Claro, o ideal dos ideais era não haver desigualdade alguma, ao menos no ponto de partida; não existir esse disparate chamado fome, não ser possível que alguém não conseguisse pagar contas essenciais – em suma: o ideal era que fosse absurdo e inaceitável exatamente tudo que é absurdo e inaceitável. Aparentemente, no entanto, essa bodega toda continua sendo não só aceitabilíssima como fundamental para alguns. Enquanto trabalhamos com gana para corrigir esses despautérios macro, vamos nos aconchegando nas felicidades micro, nas manifestações mais restritas e até individuais de bondade explícita. A ideia das "Pedras da Caridade" me seduziu desde logo pela antiguidade e, em especial, pelo extremo da delicadeza, uma vez que o mecanismo de generosidade às cegas foi lindamente pensado para linkar os dois lados sem constrangimento de nenhum (principalmente da parte receptora, que não precisava expor suas dificuldades se não o desejasse, nem sentir-se devedora de um determinado poderoso).

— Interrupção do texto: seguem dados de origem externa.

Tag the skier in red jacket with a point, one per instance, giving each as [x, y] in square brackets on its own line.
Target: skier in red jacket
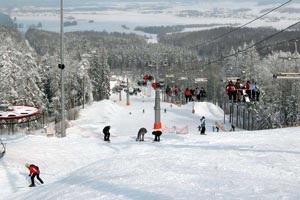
[34, 171]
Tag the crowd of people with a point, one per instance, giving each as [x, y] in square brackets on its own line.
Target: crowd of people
[192, 94]
[235, 91]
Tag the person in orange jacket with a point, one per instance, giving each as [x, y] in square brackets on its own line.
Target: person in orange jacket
[34, 171]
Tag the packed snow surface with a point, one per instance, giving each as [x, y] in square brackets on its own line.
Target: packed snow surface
[219, 165]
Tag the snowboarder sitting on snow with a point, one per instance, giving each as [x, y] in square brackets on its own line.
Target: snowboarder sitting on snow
[106, 133]
[34, 171]
[141, 133]
[202, 125]
[157, 134]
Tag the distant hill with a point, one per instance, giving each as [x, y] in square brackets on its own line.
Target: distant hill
[19, 3]
[5, 20]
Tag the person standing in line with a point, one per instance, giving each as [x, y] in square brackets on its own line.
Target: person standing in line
[202, 125]
[34, 171]
[106, 133]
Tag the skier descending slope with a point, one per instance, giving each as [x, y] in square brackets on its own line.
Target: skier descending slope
[106, 133]
[34, 171]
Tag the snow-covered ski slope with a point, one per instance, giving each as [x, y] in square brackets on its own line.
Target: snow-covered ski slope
[224, 165]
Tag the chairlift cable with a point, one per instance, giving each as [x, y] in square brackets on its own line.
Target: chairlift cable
[247, 49]
[238, 28]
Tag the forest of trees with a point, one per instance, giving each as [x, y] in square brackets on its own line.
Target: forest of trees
[29, 72]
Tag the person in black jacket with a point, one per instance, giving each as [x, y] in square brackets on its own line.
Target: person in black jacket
[106, 133]
[141, 133]
[34, 171]
[157, 134]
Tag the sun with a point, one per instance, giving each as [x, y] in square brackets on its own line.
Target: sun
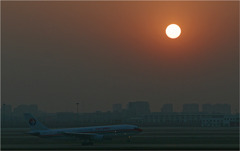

Admiro com toda a ternura iniciativas assim, de coração para coração, sem requisição de identidades – e felizmente continua a haver fartura de exemplos pelo mundo, irmãos das ações de Çakir e do site turco inspiradas na sadaka tashi: diversas padarias e mercadinhos de bairro que disponibilizam pães e demais produtos, de graça, em balcões externos; bares e restaurantes nos quais os clientes deixam cafés ou refeições pagos para pessoas necessitadas que vierem recorrer aos estabelecimentos; costureiras que produzem máscaras gratuitas contra a covid e as distribuem aos que não as possuem (vi casos de "árvores de máscaras", onde as proteções ficam penduradas como frutos e podem ser "colhidas" por quem passar); varais solidários em que roupas bem conservadas são depositadas por seus antigos donos e se tornam disponíveis para novos, beneficiando principalmente pessoas em situação de rua. Isso apenas para citar exemplos que me ocorrem de imediato – afora as doações que são, mais do que todas, questão de vida ou morte, como a de sangue e a de medula óssea. Um universo de pequenas e grandes entregas humanas para nos lembrar, de tempos em tempos, o que raios estamos fazendo mesmo aqui no planeta.

"Pedras da Caridade" devemos ser todos, potencialmente: fontes de altruísmo que não perguntam para onde correm, não pedem crachá nem carta de apresentação; mãos que têm olhos e ouvidos para saber do entorno, mas não têm boca para dar a saber de si; nascentes que minam e minam e minam cuidados sem minguar nunca, sem escolher planta, sem selecionar raiz, apenas banhando em vida o que estiver seco. Pedras sim, para servir de marco, apoio, referência; jamais imóveis e mortas, porém. Pedras permeáveis ao meio, moldáveis, atentas, ainda assim discretas em suas indulgências. Pedras sólidas e grandes o bastante para se fazer sombra, parede, sem ser tropeço. Contínuas. Confiáveis. Presentes sem opressão e permanentes sem cobrança.

Nossa função de ser gente é essa, direta e gratuita. Tudo que nos afaste de ser o único tipo possível de pedra – que fique pelo meio do caminho.